Nach Rauswurf von Thorsten Fink HSV zwischen Tradition und Krise

Hamburg/Düsseldorf · Nach 700 Tagen war die Zeit für Cheftrainer Thorsten Fink beim Bundesliga-Dino abgelaufen. Doch die Turbulenzen in Hamburg sind nicht nur sportlicher Natur. Und am Samstag kommt der ebenfalls schwächelnde Nordrivale Bremen.

Nicht alles ist so leicht zu lösen wie das Problem einer defekten Stadionuhr, für die es keine Ersatzteile gibt, da sie ein Einzelstück ist. Seit dem 24. August, nach neun Monaten ohne "Orientierung", zeigt beim Hamburger SV ein neues Modell auf die Sekunde genau an, wie lange der HSV der Fußball-Bundesliga angehört. Über 50 Jahre nun schon. Kein anderer Klub spielt im Oberhaus seit dessen Gründung ohne Unterbrechung. Doch die Entlassung von Thorsten Fink zeigt, dass Tradition allein im Tagesgeschäft des Leistungssports nicht zählt.

"Ich bin ein Typ wie Jürgen Klopp", hatte der Dortmunder am 17. Oktober 2011 gesagt. An dem Tag wurde Fink als Cheftrainer vorgestellt. In seiner ersten Saison schaffte er den Klassenerhalt, dann reichte es zu Platz sieben. Doch nun ist der 45-Jährige weit entfernt von der Bilanz seines Dortmunder Kollegen. Nach nur vier Punkten und 15 Gegentoren in fünf Spielen, darunter das 1:5 gegen Hoffenheim und zuletzt das 2:6 in Dortmund, traute man ihm nicht mehr zu, das sportliche Chaos in den Griff zu bekommen. Fehlende Konstanz und keine klare Linie, so lautet die Kritik, die Sportdirektor und Fink-Freund Oliver Kreuzer mit "es war ein kleiner Wirrwarr zu sehen" beschrieb.

Doch das gab und gibt es nicht nur auf dem Spielfeld. Da war der Ärger um die Profis Dennis Aogo (nun bei Schalke 04) und Tomas Rincon, die zwei freie Tage nach der Hoffenheim-Pleite zu einem Mallorca-Trip nutzten. Der Hickhack um die aussortierten Verteidiger Slobodan Rajkovic und Michael Mancienne, denen Fink die Rückkehr in Aussicht stellte, nur um wenig später von Kreuzer zurückgepfiffen zu werden.
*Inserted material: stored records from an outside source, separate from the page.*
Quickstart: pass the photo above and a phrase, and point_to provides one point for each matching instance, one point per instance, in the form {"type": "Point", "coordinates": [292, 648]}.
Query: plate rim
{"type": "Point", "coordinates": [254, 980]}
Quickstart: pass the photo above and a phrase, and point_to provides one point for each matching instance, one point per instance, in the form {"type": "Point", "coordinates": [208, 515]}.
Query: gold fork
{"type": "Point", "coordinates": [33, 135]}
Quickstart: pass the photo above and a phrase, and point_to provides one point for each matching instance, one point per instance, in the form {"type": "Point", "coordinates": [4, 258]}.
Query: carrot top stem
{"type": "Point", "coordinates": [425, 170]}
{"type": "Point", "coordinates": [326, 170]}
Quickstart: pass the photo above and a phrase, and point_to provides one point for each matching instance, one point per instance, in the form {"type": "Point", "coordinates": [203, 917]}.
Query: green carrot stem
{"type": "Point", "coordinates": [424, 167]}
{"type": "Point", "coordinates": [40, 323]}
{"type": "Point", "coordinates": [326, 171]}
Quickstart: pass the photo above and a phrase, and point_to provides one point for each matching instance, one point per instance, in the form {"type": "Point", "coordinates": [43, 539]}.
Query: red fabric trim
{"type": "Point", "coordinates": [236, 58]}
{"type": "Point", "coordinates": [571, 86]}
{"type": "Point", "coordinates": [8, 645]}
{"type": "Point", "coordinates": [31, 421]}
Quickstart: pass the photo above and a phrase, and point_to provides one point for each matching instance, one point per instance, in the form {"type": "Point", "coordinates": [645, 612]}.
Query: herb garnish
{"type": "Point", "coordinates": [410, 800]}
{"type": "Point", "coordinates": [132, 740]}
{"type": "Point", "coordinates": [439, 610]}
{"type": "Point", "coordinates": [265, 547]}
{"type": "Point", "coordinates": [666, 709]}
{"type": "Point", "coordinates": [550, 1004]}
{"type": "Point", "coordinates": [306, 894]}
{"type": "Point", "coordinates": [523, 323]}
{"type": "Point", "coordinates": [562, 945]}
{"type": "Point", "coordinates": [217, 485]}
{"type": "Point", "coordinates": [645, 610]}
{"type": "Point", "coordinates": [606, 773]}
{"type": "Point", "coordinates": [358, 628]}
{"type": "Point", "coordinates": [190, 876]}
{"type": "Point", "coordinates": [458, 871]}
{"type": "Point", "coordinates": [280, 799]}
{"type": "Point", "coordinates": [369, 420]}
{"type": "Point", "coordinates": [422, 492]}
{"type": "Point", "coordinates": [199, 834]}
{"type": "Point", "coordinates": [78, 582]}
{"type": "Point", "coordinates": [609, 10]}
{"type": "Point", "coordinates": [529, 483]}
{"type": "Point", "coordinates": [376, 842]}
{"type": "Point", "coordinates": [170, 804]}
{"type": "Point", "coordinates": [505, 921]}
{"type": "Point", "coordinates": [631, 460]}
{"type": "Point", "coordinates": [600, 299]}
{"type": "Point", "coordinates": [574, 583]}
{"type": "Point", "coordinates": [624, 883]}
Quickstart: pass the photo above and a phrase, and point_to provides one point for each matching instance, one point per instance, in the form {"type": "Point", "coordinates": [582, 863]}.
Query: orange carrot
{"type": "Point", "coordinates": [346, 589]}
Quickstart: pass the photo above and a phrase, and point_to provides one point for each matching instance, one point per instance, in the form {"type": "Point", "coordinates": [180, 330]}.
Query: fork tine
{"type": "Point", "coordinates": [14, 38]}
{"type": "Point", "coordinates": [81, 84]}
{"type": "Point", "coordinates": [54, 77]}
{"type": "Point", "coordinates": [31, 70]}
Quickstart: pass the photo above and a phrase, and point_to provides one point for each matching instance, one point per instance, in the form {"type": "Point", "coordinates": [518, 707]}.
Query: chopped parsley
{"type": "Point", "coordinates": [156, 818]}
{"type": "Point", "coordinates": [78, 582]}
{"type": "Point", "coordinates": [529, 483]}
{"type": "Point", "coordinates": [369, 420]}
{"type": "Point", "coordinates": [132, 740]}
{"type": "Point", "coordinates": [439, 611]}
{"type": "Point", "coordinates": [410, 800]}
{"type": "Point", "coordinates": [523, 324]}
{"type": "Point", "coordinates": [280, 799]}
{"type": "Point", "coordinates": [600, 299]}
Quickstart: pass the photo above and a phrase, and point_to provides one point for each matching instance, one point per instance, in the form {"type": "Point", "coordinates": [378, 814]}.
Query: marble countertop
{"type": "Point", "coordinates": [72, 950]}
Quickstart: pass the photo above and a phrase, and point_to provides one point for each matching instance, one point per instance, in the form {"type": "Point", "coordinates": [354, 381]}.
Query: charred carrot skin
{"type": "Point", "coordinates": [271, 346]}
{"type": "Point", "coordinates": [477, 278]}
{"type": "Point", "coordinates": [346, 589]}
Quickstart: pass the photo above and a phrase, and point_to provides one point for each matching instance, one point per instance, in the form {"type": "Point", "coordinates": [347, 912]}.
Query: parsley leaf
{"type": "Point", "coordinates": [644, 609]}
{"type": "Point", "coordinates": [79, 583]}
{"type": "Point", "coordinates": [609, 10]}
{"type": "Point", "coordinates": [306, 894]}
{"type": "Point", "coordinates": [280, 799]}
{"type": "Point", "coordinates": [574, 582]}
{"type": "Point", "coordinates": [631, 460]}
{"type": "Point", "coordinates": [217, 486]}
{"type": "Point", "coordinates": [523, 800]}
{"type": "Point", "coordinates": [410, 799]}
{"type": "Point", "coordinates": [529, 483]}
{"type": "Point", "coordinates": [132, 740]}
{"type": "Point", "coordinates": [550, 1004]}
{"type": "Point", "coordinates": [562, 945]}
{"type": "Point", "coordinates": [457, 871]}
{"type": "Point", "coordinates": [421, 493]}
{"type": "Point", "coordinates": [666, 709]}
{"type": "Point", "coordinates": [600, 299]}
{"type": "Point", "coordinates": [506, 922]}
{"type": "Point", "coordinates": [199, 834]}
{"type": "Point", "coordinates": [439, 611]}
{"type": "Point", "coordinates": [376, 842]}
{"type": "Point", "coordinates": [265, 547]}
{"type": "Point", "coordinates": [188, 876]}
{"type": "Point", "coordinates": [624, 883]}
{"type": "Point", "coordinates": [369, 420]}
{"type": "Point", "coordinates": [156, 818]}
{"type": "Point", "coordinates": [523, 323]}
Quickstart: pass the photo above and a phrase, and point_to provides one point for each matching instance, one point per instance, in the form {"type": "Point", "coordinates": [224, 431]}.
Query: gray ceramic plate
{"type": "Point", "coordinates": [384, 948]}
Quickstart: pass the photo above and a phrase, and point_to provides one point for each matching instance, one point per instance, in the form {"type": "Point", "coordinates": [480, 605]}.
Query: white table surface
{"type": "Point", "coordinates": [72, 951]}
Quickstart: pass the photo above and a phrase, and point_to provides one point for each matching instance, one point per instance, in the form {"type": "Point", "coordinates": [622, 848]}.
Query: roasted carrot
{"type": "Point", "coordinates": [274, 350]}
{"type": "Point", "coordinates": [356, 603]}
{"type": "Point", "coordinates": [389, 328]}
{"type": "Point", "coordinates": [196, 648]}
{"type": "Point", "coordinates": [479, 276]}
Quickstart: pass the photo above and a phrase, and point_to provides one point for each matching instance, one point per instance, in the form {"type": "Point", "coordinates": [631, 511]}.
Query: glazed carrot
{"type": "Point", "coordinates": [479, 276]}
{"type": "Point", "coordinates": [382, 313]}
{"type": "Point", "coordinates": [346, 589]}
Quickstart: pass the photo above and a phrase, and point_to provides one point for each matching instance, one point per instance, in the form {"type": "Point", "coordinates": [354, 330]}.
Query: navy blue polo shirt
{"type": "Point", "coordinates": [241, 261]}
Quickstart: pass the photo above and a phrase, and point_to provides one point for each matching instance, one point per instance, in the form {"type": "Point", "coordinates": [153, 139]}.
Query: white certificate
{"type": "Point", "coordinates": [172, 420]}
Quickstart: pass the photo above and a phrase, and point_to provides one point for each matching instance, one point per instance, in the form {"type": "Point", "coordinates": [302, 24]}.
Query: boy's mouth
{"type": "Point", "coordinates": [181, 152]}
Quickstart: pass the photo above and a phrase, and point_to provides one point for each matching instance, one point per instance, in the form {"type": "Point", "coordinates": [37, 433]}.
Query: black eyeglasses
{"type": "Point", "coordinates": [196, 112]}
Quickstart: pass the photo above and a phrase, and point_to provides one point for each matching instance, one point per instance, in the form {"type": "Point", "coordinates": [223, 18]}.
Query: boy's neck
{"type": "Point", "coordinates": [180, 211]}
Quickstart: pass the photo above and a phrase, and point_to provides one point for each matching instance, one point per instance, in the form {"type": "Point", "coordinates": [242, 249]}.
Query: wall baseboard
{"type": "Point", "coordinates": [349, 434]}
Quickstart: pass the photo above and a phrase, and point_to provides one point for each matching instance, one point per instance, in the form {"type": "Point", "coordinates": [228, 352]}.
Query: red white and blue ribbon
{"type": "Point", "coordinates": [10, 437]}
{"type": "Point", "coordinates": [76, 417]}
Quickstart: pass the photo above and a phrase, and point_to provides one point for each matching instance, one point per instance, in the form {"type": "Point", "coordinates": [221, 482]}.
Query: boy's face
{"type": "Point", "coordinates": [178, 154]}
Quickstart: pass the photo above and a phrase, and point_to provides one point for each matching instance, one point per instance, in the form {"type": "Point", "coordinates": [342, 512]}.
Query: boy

Und da war Finks Flug zur Familie nach München, weshalb er beim Auslaufen der Profis nach dem Debakel in Dortmund fehlte.

Die Suche nach einer Struktur

Da sind aber auch ein zerstrittener Aufsichtsrat, die Uneinigkeit bei der Suche nach einer modernen Struktur und der Ausgliederung der Profiabteilung aus dem eingetragenen Verein. Und Schulden — in den zurückliegenden drei Jahren sollen es 20 Millionen Euro sein. Beim einstigen Nordlicht sieht es düster aus. Dass der kommende Gegner auch Probleme hat, ist kein Trost. Gut vier Jahre erst ist es her, dass Bremen und Hamburg innerhalb von 19 Tagen viermal aufeinandertrafen: im Halbfinale der Europa League und des DFB-Pokals sowie in der Bundesliga. Nun aber kommt es zum Duell des Viert- gegen den Fünftletzten. Ungewiss ist, ob der HSV dann schon einen neuen Trainer hat. "Wir müssen sehen, wer jetzt mit dem Herzen und dem Kopf dabei ist", sagte Rodolfo Esteban Cardoso. Der Argentinier, diesmal unterstützt von Jugendtrainer Otto Addo, kennt die Rolle des Aushilfs-Cheftrainers. Als Michael Oenning, einer von nun vier etablierten Fußballlehrern, die seit Juli 2009 am HSV scheiterten, vor zwei Jahren gehen musste, war er eingesprungen.

Mit Nachdruck suche man einen Nachfolger, betonte Kreuzer, der sich im Juni mit 100 000 Euro an der Ablöse von knapp einer Million beteiligte, die der Bundesligist für den Sportdirektor an den Karlsruher SC bezahlte. Felix Magath sagte ab. Die Namen Markus Babbel, Holger Stanislawski, Franco Foda und Slaven Bilic werden gehandelt. Auch der ehemalige Bremer Thomas Schaaf ist auf dem Markt. "Er muss die deutsche Sprache beherrschen, muss gut und günstig sein und möglichst alle Spiele gewinnen", sagte Kreuzer über den künftigen Trainer.

Chaos, ein schlechtes Image, das mögliche Sponsoren abschreckt, und eine desolate Profimannschaft — viel Arbeit für den Sportchef.